Electronic healthcare records (EHRs) are generated and stored in hospital information systems (HIS), which are often referred to by doctors for disease diagnosis, treatment evaluation, and clinical research. The extensive use of EHRs effectively improves the efficiency and flexibility of medical services. Especially when combined with cloud storage and mobile applications, it can comprehensively improve the convenience, intelligence, and accuracy of the treatment of public healthcare [1, 2]. For serious or chronic diseases, if doctors visit the previous medical records, they can integrate the previous diagnosis and treatment effect with their expertise. As a result, a more comprehensive and accurate diagnosis of the disease is made and more effective treatment is provided. Meanwhile, for serious infectious diseases, EHRs sharing can also enable medical teams in remote regions to make collaborative judgments on the epidemic situation and improve the efficiency of disposal and the level of public healthcare [3].

At present, digitalization and cloud computing technologies have stimulated the demand for EHRs sharing. Considering the medical records involving personal privacy and security issues, only authorized users can access the relevant medical records. Protecting the privacy of personal medical records is not only a moral responsibility but also a mandatory requirement of the law. The secure sharing of EHRs focuses on two issues: one is to effectively prevent unauthorized entities from access to medical records; the other is to enable patients to track and manage their own medical records to increase the transparency of medical services and avoid doctor-patient conflicts. For some important government officials, business executives, and other special groups, once their EHRs are leaked, it may bring serious consequences.

In current medical service systems, hospitals generate and manage EHRs locally. Taking into account the great value of healthcare data and the competitive relationship between providers of medical equipment, there exist exchange barriers of healthcare data among hospitals or other types of medical institutions. In other words, it is difficult to realize the patient-oriented application of healthcare data. Furthermore, data sharing between medical institutions without supervision and control may expose patients’ personal privacy and even cause serious damage to their reputation, property, work, and so on [4]. Even in current medical institutions that partially complete electronic medical records, it is difficult to ensure data security if the data are stored on servers or are directly outsourced to third parties. Moreover, the centralized management of EHRs makes them more vulnerable to centralized attack, malicious tampering, and single point failure. It hints that protecting patient privacy and other sensitive data becomes more difficult [5, 6], which easily causes disputes between doctors and patients [79]. As a result, the problems of secure sharing of EHRs not only increase the patients’ medical service costs but also affect the effective communication and cooperation between medical institutions.

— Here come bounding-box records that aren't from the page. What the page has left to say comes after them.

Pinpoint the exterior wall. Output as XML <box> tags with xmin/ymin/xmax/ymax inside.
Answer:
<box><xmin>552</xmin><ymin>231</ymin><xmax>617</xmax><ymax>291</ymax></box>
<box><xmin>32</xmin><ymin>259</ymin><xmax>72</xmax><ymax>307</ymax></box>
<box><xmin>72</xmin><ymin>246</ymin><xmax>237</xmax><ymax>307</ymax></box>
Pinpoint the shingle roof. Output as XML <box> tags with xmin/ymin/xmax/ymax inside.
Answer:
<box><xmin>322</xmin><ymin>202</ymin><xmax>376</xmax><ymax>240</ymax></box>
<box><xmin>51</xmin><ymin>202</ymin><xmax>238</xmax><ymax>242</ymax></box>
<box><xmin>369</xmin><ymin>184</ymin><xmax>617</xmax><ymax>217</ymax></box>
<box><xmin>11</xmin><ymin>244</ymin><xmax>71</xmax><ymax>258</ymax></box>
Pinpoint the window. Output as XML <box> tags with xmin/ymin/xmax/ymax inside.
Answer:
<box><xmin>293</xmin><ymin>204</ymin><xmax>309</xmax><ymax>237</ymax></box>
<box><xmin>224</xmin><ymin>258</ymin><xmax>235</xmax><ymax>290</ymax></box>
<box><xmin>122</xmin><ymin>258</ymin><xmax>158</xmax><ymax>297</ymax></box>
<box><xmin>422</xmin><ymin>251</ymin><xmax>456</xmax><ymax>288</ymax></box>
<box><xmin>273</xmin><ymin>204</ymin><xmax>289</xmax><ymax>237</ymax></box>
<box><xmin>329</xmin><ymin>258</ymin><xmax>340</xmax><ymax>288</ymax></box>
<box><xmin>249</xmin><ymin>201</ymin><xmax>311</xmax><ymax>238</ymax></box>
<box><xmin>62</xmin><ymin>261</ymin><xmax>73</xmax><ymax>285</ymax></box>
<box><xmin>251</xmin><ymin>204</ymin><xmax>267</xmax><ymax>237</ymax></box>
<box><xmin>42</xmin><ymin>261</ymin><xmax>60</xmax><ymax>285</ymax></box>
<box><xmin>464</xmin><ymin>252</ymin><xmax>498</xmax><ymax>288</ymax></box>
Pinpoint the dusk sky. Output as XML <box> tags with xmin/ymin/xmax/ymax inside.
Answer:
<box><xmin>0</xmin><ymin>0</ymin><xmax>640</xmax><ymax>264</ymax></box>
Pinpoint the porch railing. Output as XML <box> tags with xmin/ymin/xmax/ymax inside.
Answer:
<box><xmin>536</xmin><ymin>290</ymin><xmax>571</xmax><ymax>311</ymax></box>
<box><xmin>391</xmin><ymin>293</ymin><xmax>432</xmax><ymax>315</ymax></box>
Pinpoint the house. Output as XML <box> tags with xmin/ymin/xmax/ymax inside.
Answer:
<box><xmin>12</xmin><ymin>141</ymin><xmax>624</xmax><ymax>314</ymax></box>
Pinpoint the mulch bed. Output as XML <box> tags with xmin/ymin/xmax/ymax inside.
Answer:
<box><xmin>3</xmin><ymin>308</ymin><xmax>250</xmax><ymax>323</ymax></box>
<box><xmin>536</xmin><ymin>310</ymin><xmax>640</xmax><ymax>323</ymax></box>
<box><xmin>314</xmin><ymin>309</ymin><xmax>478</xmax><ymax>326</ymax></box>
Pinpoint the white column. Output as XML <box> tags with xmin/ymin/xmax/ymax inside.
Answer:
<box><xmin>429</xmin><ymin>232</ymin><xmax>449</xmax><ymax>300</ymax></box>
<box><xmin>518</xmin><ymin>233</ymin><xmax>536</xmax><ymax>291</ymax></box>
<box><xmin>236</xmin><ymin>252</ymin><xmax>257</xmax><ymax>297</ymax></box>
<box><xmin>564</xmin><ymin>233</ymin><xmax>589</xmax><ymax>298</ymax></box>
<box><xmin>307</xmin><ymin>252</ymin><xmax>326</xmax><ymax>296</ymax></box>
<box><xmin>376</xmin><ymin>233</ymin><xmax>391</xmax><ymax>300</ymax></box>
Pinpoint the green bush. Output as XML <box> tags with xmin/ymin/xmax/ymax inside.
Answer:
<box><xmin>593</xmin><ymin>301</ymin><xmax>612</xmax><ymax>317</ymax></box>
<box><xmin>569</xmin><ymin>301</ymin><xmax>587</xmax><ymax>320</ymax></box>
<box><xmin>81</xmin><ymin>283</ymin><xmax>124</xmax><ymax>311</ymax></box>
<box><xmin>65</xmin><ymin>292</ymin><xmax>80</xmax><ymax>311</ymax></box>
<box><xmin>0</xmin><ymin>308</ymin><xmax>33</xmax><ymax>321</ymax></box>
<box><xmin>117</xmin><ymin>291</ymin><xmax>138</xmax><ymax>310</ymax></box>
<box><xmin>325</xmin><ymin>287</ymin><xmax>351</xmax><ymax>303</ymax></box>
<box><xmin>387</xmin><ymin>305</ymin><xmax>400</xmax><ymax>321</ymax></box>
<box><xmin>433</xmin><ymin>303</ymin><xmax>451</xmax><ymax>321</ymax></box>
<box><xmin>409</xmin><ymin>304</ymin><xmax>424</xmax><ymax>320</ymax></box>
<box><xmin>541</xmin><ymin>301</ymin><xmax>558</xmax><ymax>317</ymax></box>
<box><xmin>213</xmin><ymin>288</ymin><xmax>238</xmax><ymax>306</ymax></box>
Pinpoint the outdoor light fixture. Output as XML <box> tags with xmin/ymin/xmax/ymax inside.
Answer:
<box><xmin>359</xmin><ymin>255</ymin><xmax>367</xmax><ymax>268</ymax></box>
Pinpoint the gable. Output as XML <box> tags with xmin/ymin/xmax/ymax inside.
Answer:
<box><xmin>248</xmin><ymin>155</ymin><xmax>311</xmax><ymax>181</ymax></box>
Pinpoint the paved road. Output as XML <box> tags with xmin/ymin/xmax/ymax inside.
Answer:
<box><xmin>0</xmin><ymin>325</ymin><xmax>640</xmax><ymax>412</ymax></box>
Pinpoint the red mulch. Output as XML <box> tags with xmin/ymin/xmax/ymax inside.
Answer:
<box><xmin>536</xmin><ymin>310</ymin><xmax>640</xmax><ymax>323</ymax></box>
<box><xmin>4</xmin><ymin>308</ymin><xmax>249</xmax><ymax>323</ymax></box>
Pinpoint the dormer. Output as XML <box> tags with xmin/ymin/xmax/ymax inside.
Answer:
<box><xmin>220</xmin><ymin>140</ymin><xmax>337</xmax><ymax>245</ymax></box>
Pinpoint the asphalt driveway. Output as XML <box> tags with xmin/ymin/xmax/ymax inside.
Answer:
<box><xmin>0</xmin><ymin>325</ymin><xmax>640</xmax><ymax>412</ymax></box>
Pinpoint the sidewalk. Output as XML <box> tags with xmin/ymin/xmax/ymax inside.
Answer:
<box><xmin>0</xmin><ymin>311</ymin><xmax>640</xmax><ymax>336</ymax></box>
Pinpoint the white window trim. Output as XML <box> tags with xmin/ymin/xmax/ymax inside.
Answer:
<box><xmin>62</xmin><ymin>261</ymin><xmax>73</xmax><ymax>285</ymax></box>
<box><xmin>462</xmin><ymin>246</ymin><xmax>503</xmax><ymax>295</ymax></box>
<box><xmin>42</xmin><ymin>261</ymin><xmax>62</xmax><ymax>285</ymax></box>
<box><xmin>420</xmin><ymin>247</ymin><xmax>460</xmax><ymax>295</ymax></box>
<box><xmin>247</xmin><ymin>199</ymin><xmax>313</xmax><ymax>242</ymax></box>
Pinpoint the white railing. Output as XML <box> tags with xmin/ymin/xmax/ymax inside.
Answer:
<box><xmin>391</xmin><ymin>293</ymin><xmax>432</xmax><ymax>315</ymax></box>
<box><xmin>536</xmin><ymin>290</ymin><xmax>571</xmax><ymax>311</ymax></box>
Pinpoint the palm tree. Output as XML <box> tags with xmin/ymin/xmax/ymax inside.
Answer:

From the legal point of view, EHRs are typical personal private data, which means individuals enjoy absolute ownership, even if they are stored and managed by hospitals. Therefore, for the implementation of effective and reasonable EHRs sharing, patients require sufficient rights and technical support to know and control the access to their own medical records among hospitals. In this paper, a blockchain-based scheme is proposed to secure healthcare data sharing under the control of patients. The proposed scheme encloses the blockchain technology and the interplanetary file system (IPFS) technology in it. In the scheme, EHRs are stored and managed in IPFS and accessed according to the encrypted indexes on the blockchain-based systems, which aim at secure EHRs sharing with high efficiency. The contribution of this paper includes: (1) a novel blockchain-based EHR access mechanism is provided to support EHRs sharing among hospitals under the control of patients and (2) IPFS is proposed to access large-size EHR files at high speed with the authority of patients.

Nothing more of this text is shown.